Proposal: Character and Byte Classification Methods
Status: Approved Author: Eric (with Claude) Created: 2026-03-05 Approved: 2026-03-05
Summary
Define standard classification methods on char and byte types for character category testing. These are essential for text processing, lexers, parsers, and input validation.

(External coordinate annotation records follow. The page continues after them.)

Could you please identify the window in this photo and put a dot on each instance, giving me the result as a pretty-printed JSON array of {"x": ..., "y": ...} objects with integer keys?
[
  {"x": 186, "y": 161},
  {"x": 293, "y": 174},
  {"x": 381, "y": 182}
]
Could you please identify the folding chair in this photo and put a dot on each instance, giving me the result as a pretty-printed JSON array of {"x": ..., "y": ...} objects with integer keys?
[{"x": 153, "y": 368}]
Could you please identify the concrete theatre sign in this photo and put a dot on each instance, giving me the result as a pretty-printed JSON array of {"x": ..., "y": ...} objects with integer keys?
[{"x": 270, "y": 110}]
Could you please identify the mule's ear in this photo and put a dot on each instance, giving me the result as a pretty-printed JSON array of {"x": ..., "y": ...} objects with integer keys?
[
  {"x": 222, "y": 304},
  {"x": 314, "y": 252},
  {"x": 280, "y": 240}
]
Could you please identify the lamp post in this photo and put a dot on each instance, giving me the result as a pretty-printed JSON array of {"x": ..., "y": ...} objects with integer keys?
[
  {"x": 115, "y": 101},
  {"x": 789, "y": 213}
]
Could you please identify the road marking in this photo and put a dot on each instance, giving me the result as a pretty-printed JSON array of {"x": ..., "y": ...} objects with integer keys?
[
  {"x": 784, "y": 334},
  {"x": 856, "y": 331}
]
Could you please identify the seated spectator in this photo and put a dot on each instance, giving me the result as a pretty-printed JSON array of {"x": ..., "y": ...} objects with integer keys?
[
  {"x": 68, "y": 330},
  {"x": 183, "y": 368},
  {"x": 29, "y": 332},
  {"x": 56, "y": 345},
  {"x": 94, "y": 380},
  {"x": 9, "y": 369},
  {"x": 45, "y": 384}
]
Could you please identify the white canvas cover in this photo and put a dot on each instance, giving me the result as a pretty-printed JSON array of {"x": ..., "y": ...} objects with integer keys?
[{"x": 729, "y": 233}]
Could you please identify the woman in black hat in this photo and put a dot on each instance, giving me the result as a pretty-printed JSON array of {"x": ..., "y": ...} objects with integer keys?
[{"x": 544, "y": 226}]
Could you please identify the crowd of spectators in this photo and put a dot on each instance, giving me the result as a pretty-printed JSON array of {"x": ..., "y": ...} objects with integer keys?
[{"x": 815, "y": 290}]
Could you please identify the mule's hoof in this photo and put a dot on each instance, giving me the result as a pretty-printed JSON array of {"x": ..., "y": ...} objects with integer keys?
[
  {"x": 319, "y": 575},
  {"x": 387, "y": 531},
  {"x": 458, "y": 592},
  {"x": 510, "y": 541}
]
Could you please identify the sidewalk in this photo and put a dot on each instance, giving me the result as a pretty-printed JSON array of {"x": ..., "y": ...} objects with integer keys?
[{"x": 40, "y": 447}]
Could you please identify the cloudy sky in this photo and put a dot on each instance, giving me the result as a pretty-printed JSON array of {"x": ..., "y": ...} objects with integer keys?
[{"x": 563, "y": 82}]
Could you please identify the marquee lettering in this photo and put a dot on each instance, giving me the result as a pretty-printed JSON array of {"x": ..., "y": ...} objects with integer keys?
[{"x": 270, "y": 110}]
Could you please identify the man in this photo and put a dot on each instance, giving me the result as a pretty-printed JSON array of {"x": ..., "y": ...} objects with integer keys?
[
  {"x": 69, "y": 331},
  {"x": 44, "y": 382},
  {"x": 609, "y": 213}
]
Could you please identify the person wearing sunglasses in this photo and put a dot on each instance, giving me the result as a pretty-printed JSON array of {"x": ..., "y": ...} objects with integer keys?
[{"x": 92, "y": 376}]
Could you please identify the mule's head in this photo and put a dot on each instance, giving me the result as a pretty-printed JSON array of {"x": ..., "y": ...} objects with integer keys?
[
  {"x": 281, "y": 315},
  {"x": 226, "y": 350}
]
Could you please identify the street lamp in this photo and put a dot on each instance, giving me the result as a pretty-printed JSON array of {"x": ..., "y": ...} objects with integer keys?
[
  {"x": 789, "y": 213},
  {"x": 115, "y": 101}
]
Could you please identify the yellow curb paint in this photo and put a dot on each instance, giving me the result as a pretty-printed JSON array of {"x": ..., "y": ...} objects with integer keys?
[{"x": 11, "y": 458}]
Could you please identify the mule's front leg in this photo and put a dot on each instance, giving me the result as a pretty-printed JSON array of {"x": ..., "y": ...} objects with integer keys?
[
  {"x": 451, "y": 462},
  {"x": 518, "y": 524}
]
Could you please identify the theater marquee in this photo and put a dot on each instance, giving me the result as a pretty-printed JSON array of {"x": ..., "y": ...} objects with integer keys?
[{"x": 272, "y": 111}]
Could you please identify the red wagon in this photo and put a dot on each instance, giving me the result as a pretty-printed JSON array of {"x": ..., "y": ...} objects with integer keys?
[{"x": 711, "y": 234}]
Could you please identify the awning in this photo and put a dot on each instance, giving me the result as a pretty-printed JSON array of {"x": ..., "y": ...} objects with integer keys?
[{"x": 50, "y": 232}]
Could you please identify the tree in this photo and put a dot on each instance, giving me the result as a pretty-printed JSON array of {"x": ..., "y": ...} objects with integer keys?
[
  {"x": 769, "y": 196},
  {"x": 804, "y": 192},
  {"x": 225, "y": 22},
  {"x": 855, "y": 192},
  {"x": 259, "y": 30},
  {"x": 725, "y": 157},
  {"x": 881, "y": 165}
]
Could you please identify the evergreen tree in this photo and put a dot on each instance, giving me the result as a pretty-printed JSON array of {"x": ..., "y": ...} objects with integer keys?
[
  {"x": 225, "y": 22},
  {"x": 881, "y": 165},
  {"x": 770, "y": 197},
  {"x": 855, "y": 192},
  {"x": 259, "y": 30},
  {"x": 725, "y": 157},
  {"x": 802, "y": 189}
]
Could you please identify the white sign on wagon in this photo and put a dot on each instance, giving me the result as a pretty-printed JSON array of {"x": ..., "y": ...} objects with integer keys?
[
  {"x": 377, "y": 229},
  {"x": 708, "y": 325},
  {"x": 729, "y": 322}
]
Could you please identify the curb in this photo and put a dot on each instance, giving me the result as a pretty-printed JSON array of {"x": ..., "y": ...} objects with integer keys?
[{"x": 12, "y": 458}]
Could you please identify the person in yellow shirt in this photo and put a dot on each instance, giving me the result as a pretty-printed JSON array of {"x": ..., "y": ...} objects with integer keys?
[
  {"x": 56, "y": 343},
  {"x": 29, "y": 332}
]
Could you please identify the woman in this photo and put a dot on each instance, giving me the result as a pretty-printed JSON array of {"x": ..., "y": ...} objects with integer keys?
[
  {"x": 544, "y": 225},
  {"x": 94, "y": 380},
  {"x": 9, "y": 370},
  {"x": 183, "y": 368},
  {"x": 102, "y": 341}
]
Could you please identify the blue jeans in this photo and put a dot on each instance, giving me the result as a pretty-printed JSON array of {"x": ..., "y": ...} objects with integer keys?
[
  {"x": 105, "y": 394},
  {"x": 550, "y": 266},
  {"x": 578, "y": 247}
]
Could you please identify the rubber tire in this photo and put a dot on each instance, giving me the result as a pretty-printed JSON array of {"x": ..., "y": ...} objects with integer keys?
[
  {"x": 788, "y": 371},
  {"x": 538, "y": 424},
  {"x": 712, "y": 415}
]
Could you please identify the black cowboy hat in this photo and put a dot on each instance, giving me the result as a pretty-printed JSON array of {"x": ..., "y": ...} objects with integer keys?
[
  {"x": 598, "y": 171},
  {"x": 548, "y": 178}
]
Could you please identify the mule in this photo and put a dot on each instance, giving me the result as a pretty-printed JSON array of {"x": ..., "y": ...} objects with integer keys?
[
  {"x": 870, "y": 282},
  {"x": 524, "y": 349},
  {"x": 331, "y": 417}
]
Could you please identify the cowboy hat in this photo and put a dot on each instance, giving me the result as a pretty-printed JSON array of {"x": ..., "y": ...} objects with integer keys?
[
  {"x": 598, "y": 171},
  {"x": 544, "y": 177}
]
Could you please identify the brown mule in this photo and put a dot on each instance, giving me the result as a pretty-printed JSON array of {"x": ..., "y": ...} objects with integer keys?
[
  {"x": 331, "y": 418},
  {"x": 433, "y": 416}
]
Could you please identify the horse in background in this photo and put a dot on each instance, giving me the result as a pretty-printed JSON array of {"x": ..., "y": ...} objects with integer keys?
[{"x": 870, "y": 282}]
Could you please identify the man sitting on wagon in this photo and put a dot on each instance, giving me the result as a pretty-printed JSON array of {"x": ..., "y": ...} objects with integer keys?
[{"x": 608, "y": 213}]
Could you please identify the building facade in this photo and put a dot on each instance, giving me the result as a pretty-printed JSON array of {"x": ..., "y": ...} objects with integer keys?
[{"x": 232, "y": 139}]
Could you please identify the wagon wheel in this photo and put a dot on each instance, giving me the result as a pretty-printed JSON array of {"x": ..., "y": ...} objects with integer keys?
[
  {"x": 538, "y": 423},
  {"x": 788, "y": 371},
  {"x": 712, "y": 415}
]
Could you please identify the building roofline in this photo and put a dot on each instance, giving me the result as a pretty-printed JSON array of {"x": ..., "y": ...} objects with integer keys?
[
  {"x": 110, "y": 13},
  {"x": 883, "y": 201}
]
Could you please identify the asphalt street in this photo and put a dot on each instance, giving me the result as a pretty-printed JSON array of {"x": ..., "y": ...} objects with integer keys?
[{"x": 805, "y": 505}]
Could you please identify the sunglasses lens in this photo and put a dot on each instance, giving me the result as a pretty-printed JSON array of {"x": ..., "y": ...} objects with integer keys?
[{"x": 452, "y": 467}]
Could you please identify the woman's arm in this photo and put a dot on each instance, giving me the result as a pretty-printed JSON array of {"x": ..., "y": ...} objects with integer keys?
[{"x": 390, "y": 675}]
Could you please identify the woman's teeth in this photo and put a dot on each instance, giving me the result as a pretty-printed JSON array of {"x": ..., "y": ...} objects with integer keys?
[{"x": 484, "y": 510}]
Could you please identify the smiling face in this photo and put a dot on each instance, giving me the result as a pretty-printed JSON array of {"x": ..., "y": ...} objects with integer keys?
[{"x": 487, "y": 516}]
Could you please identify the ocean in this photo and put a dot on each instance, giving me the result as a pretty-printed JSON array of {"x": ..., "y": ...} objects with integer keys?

'A'.is_alphabetic() // true
b'\t'.is_whitespace() // true
'3'.is_digit() // true
b'\xFF'.is_ascii() // false
Motivation
The Problem
Ori has char and byte types but no spec-defined methods for character classification. Writing a lexer requires constant range checks:
// Current: manual range checks
if (ch >= b'a' && ch <= b'z') || (ch >= b'A' && ch <= b'Z') then ...
if ch >= b'0' && ch <= b'9' then ...
if ch == b' ' || ch == b'\t' || ch == b'\n' || ch == b'\r' then ...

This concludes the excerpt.